In the wake of 9/11 attacks, the US launched a counter-terrorism strategy that proved efficient abroad though” lone wolf killers inspired by radical Islam, such as those responsible for the shootings in San Bernardino, Calif., in 2015 and Orlando, Fla., in 2016, have been difficult to detect ahead of time,” said the paper, adding that ” It’s also been difficult to identify non-Muslims, who, motivated by racism, revenge, or anti-Islam bigotry, have planned attacks, and prevent them from carrying them out.”
In this respect, the CSM advices the US to take the example of Morocco as “a country that has experienced a shift in public attitudes”.
“After a series of terrorist attacks in Casablanca that killed 45 in 2003, the North African nation launched a holistic and proactive approach aimed at reaching deep into society to avert further attacks,” the article highlights.

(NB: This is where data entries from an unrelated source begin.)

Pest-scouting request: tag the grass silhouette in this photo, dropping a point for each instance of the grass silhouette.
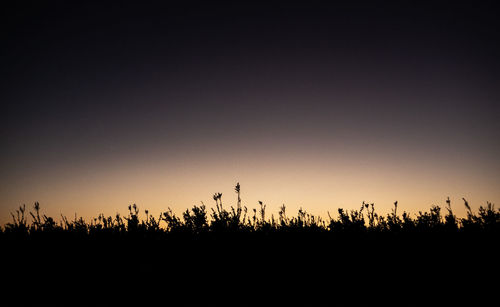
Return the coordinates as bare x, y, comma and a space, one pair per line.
236, 256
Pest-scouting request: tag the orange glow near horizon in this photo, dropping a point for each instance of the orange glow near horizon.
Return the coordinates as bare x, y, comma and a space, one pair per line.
318, 181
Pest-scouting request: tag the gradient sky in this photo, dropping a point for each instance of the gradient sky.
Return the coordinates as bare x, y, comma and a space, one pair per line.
318, 105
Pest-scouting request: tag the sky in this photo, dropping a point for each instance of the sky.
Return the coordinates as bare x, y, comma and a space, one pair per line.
309, 104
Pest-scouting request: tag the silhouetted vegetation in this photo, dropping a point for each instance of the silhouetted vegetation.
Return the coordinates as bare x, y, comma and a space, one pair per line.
228, 254
198, 221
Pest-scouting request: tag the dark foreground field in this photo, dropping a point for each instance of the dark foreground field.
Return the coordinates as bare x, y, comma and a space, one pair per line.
234, 257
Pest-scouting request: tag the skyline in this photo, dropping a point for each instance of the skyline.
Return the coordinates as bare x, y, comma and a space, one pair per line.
317, 106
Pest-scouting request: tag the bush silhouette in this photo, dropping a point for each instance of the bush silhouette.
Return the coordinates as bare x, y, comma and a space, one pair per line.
236, 255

It also recalls that Morocco was praised in the US State Department report last July for its multidimensional strategy, “which places at the top of its priorities the objectives of economic and human development, vigilant security measures, as well as regional and international cooperation.”
Morocco has made social reforms, such as granting rights to women in hopes they might better prevent radicalization, said the CSM, noting that the Kingdom has taken economic reforms aimed at its poorest regions in order to reach marginalized youth.
“It encouraged Muslim preachers to promote a peaceful version of Islam. It beefed up security agencies to provide community-based policing and better track individuals supporting the Islamic State group. And if radicalized Moroccans are captured, the government tries to de-radicalize them and reintegrate them into society,” underscores the article.
Morocco is now considered a “leader in the battle of ideas taking place in the Muslim world,” according to an article in Foreign Affairs magazine last year, and in forging “a more inclusive society.”